お墓や仏壇は、他の相続財産とは違う特別な扱いを受けます。相続税がかからないだけでなく、遺産分割の対象にもならず、承継のルールも通常の相続とは異なります。

祭祀財産とは

民法897条は、祖先を祀るための財産(祭祀財産)として「系譜」「祭具」「墳墓」の3つを定めています。

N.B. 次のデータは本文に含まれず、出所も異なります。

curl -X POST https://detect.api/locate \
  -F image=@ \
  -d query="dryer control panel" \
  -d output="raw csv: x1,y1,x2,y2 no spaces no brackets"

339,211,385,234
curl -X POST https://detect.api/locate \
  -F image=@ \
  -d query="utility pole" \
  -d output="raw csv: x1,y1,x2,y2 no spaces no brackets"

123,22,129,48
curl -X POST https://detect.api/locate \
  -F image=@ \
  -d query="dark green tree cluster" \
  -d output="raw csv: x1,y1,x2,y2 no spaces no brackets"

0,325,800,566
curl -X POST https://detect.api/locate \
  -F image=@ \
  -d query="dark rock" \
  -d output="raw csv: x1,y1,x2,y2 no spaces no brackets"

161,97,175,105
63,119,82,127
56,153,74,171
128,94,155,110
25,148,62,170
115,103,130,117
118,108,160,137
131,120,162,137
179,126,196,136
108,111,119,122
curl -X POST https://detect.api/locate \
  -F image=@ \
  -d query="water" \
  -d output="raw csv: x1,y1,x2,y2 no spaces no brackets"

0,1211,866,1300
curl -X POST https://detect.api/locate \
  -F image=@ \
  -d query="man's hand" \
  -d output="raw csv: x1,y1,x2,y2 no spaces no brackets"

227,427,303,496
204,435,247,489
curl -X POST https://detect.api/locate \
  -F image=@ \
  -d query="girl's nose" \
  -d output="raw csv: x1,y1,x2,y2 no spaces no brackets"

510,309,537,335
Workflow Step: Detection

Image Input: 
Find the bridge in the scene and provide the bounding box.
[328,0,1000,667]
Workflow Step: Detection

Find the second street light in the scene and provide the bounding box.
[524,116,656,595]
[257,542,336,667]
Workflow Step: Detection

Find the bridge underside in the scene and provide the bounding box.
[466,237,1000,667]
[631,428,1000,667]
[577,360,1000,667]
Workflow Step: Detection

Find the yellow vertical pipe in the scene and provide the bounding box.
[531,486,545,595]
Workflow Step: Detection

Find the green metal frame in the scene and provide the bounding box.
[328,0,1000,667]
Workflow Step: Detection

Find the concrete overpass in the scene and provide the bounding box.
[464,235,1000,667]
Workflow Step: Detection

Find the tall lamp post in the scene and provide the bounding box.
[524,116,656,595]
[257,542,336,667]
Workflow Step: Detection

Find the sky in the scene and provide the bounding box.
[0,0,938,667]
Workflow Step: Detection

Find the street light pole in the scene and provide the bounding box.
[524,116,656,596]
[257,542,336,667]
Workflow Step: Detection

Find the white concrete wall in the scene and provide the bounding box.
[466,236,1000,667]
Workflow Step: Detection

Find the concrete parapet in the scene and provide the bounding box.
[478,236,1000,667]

  • 系譜:家系図など、先祖代々の血縁関係を記録したもの
  • 祭具:仏壇・位牌・仏像・神棚・仏具など、日常的に礼拝に使うもの
  • 墳墓:墓石・墓地・墓地の使用権など

相続税が非課税になる根拠

相続税法12条は、墓所・霊びょう・祭具及びこれらに準ずるものの価額を、相続税の課税価格に算入しないと定めています。祖先供養を金銭的価値だけで判断すべきではないという配慮に基づく規定です。祭祀財産は遺産分割協議の対象にもならず、慣習または被相続人の指定に従って「祭祀承継者」1人が引き継ぎます。祭祀承継者は法定相続人である必要はなく、相続放棄をした人でも承継できます。

生前購入が相続税対策になる仕組み

現金や預貯金には相続税がかかりますが、祭祀財産にはかかりません。そのため、生前に墓地や仏壇を購入しておけば、その支払い分だけ現金が減り、結果として課税対象となる遺産総額を圧縮できます。相続発生後に相続人がお墓を購入しても、その費用は遺産総額から控除できないため、節税効果を得るには「生前の購入」が前提になります。

ローン購入は要注意

祭祀財産はそもそも相続財産に含まれないため、通常の相続税計算で行う「債務控除」の対象にはなりません。ローンで墓地や仏壇を購入し、完済前に相続が発生した場合、支払い済みの金額分のみが非課税財産として扱われ、未払いのローン残高は債務控除できず、単なる負担として残ってしまいます。節税目的で祭祀財産を購入する場合は、生前に現金一括で支払いを終えることが重要です。

非課税と認められないケース

祭祀財産であっても、次のようなものは非課税と認められません。

  • 骨とう的価値のあるもの、投資目的で保有しているもの
  • 商品として所有しているもの
  • 純金製の仏像など、日常礼拝の目的を超えて資産性が強いと判断されるもの

判断基準は「日常的に礼拝の用に供しているか」「売却して換金することを目的としていないか」です。極端に高額・大量の仏具は、税務調査で資産として指摘される可能性があります。

祭祀承継者の決め方

祭祀承継者は、まず被相続人の指定があればその人が優先されます。指定がなければ地域や家系の慣習に従い、慣習も明らかでない場合は家庭裁判所が定めます。祭祀承継者は法要の主宰、お墓・仏壇の維持管理、処分の判断などを担うことになるため、後々のトラブルを避けるため、生前に遺言等で明確にしておくことが望ましいとされています。

実務のポイント

お墓・仏壇の生前購入は、手続きが比較的シンプルな相続税対策の一つですが、明らかに節税目的だけで不自然に高額なものを購入した場合、税務署から非課税財産と認められないリスクがあります。節税効果を得つつ、後々のトラブルを避けるためにも、実際に使用する範囲の常識的な金額で、生前に現金一括で購入することが基本です。